Образность «Конармии» смела и безудержна, как библейская или скальдическая[358] («…глаза, заваленные синими сонными льдами»). Иногда, на мой вкус, чрезмерно («О, Броды! Мумии твоих раздавленных страстей дышали на меня необоримым ядом»). И все это написано ритмизованной прозой, иногда фраза даже соскальзывает в стихи, поддающиеся разбивке на строки:

Я читал и ликовал и подстерегал, ликуя,
таинственную кривую ленинской прямой —

Бабель в набросках и назвал будущее произведение «поэмой в прозе».

Окажись в ордах Чингисхана всадник такого дарования, средневековая словесность могла бы себя поздравить. Но певцу выпало кочевать с ордами Буденного — повезло литературе XX столетия.
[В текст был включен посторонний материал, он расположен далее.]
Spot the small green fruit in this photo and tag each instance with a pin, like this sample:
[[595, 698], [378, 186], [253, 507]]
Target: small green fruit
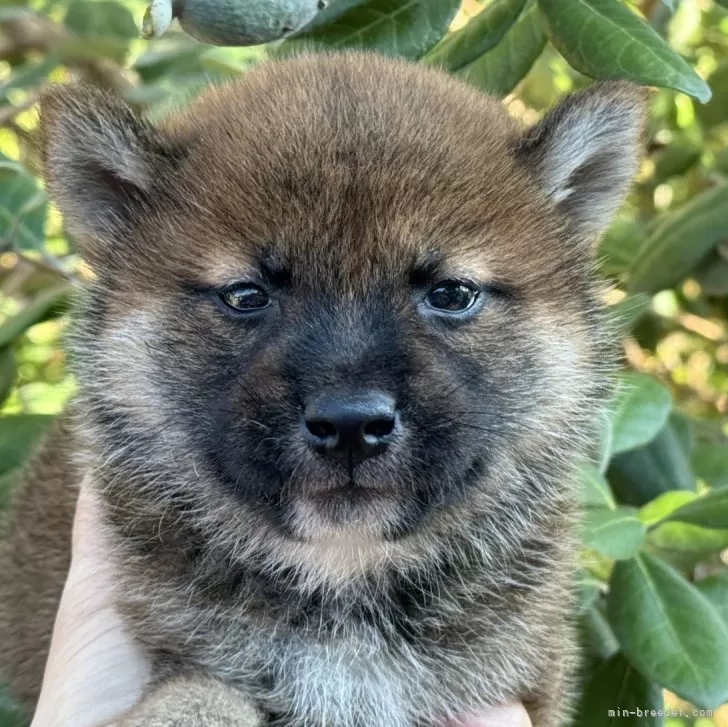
[[231, 22]]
Бегло перечисленный выше набор художественных средств вроде бы «сносит» «Конармию» в сторону эпоса, который умеет с надмирной высоты безучастно взирать на земные ужасы, ненадолго внушая и читателю эпическое спокойствие. Но есть в книге Бабеля сходство с произведениями и совершенно иных жанров — фантастики или приключенческой литературы, вроде «Робинзона Крузо», описывающих поведение обычного человека, сына своей цивилизации, в краях или эпохах качественно других понятий и нравов. Бабель и сам ощущал нереальность происходящего с ним, дивясь в дневнике: «Чем не времена Богдана Хмельницкого?» Чем не «Машина времени»? При чтении подобных книг внимание читателя двоится: одним «полушарием» мы постигаем нравы и обычаи «неведомого мира», а другим — переживаем за «своего», угодившего в переплет. Тут не до эпического спокойствия. (Зато нет и абсолютного одиночества, охватывающего в «земле Платонова», по которой читатель-пришелец блуждает без проводника — интеллигента и переводчика с языка чужбины на общепринятый.) Иногда поведение главного героя «Конармии» смахивает на миклухо-маклаевские ухищрения — мимикрировать, слиться с изучаемым этносом, чтобы не спугнуть объект наблюдения, и, вместе с тем, — выжить, не вызвав по отношению к себе, чужаку и соглядатаю, агрессии. Бабелевский очкастый герой, неуклюже мародерствуя в рассказе «Мой первый гусь» (1924), как бы проходит инициацию[359] и принимается в племя. А абсурдность некоторых подмеченных Бабелем «туземных» причинно-следственных связей напрашивается и на зоологические параллели: «И в тишине я услышал отдаленное дуновение стона. Дым потаенного убийства бродил вокруг нас. „Бьют кого-то, — сказал я. — Кого это бьют?..“ — „Поляк тревожится, — ответил мне мужик, — поляк жидов режет…“» Так домашний лев дрессировщиков Берберовых набросился на детей, когда в квартире загорелась электропроводка, — тревожился.

вернуться

358

Речь идет о скальдической поэзии — средневековой (IX–XIII вв.) поэзии скандинавских стран, которая отличалась исключительной вычурностью формы, в частности замысловатыми иносказаниями. — Прим. ред.

вернуться

359

Инициация (лат. initiatio — совершение таинств) — здесь: обряд посвящения. — Прим. ред.